Why model accuracy alone isn’t okay
Imagine if you are working on a dataset to detect credit card fraud in which there is no fraudulent activity in 99% of the observations. It is easy to make the mistake of building a model that can show 99% accuracy but will never detect fraud!
Developing an efficient model using machine learning can be tricky. Just model accuracy cannot decide if your model is really working efficiently or not.
Several evaluation techniques can tell how well a model performs. In this article, we will discuss two metrics i.e. Precision and Recall, and then learn to evaluate model performance by seeing a ROC curve.
Consider a binary classification such as a fraud detection dataset in which 0 means no fraud and 1 means fraud.
A True Positive is when the actual class is 1 and the model predicts that class as also 1.
A False Positive is when the actual class is 0 and the model has predicted that class as 1. Similarly, False Negative and True Negative can be known by comparing the original to predicted values.
In summary, while True Positive and True Negative means that the model has performed well, False Positives and False Negatives means that it did not.
Precision calculates what fraction of the predicted positives is True Positives.
Precision = True Positives / (True Positives + False Positives)
Higher Precision is good. A model that produces no False Positives has a Precision of 1.
Recall calculates what fraction of transactions that were originally fraudulent are actually detected as fraudulent.
Recall = True Positives / (True Positives + False Negatives)
A higher Recall is good. A model that produces no False Negatives has a Recall of 1.
Imagine a student who has memorized a foreign language without understanding it. That student may score 100% in a test but may not be able to give the same results in real life. Precision and Recall in evaluating a model performance is just that. Unfortunately, they play the Tug of War game. Usually, improving precision may reduce recall and vice versa.
To fully evaluate the effectiveness of a model, both Precision and Recall have to be evaluated and tuned. It is only when they are both tuned to the purpose of the model that we know that the model is effective. This can be seen in a Receiver Operating Characteristic (ROC) curve.
A ROC curve is a graph that shows the performance of a classification model at all classification thresholds by plotting the True Positive Rate (TPR) aka. Recall and the False Positive Rate (FPR).
TPR = True Positives / (True Positives + False Negatives)
FPR = False Positives / (False Positives + True Negatives)
The following figure shows two ROC curves. The more the Area Under the Curve (AUC), the better your model is performing.

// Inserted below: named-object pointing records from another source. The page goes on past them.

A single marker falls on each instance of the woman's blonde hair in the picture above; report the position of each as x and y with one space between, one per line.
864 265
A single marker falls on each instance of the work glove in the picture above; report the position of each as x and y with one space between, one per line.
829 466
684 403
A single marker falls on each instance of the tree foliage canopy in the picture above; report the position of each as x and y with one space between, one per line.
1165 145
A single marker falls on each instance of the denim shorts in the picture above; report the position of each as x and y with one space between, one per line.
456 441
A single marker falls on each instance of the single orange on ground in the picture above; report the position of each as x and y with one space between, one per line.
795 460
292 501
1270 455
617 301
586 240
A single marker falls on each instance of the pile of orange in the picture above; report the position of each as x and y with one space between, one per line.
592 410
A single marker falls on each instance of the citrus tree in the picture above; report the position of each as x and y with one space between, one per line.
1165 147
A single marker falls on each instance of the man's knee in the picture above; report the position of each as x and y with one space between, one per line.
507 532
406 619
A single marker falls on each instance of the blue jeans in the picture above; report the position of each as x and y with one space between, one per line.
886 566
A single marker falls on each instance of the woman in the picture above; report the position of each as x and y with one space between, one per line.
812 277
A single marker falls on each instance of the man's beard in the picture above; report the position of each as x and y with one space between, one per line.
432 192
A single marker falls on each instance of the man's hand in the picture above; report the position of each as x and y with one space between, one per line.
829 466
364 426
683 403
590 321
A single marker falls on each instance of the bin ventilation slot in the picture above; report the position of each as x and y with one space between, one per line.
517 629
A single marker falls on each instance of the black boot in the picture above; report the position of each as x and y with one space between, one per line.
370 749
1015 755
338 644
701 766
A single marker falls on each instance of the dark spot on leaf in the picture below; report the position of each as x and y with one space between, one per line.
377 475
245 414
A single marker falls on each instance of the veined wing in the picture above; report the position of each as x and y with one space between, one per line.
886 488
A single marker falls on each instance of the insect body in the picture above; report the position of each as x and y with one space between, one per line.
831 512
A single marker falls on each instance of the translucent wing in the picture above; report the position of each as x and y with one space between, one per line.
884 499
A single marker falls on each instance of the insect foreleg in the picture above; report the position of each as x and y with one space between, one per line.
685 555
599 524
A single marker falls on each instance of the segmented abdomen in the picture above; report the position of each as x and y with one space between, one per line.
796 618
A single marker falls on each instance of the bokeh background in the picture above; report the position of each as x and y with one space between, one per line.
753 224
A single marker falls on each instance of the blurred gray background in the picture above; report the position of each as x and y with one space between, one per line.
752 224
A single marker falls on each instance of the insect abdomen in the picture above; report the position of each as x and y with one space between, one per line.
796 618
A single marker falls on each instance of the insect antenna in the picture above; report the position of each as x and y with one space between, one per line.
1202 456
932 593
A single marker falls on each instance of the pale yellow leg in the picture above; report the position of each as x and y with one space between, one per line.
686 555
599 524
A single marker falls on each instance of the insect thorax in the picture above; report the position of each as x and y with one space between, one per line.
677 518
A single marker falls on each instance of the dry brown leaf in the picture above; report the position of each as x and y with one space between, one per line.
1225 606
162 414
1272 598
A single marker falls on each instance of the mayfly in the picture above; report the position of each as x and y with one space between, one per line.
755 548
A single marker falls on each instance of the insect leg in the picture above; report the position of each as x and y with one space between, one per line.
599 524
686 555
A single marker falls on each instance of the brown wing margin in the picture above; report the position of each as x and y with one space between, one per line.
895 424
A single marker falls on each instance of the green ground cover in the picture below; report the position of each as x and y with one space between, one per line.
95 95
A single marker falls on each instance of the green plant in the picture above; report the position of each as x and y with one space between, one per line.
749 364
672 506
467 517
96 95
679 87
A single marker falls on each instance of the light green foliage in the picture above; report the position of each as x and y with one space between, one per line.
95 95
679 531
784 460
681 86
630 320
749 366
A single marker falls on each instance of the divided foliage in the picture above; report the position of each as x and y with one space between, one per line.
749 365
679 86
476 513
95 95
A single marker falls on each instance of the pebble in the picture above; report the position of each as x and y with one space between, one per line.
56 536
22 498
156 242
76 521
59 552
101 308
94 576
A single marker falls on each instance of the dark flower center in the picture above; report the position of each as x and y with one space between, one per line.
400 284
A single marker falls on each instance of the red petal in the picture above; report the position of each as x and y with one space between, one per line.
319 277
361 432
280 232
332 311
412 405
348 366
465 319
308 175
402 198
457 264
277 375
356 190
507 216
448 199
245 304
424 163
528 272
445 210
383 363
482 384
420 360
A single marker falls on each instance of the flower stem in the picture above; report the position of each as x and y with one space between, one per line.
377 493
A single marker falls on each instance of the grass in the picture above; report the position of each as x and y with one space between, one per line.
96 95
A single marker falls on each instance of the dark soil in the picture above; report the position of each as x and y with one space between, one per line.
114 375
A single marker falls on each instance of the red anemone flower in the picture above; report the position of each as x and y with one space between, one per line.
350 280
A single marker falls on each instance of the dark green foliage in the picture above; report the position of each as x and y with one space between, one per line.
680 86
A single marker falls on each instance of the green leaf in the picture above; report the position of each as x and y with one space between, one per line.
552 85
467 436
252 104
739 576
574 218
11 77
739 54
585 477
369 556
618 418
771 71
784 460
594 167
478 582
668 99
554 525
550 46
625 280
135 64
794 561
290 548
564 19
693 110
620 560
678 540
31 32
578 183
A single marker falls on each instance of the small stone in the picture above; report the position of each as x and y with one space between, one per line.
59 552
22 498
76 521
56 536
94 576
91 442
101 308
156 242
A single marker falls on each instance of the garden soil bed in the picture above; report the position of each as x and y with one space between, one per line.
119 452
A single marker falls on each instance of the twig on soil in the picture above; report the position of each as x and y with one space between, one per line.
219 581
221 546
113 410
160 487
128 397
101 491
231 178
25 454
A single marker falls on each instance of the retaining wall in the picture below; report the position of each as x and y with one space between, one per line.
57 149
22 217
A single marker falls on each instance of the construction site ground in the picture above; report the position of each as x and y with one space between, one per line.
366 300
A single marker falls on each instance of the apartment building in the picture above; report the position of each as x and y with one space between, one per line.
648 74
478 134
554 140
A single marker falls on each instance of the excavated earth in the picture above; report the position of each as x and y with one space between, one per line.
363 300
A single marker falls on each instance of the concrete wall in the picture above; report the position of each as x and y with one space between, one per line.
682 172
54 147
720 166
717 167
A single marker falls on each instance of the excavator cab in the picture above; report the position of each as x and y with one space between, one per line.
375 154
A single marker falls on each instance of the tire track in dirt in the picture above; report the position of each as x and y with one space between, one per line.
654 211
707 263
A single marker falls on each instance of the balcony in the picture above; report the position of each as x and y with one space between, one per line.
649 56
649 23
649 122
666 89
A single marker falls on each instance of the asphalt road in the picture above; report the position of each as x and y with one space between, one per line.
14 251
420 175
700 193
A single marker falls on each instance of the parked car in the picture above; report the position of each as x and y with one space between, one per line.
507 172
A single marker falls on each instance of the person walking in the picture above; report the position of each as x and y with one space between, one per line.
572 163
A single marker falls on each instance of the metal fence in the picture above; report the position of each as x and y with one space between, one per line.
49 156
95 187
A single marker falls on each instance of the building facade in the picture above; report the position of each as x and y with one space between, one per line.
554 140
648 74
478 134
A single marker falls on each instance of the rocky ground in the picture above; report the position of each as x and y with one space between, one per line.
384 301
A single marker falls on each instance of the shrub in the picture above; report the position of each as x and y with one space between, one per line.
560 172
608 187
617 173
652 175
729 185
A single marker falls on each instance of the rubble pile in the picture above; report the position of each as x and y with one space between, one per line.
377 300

Try it yourself. Load some classification data in mlOS, make several models using a dozen algorithms and then compare them. See the ROC curves of the models even though the accuracy may be similar. You will know the difference between a good and a bad model.
Three things to remember:
- Accuracy is not the only indicator of model performance
- Precision and Recall can be adjusted for efficient model performance
- ROC curve / AUC shows the true picture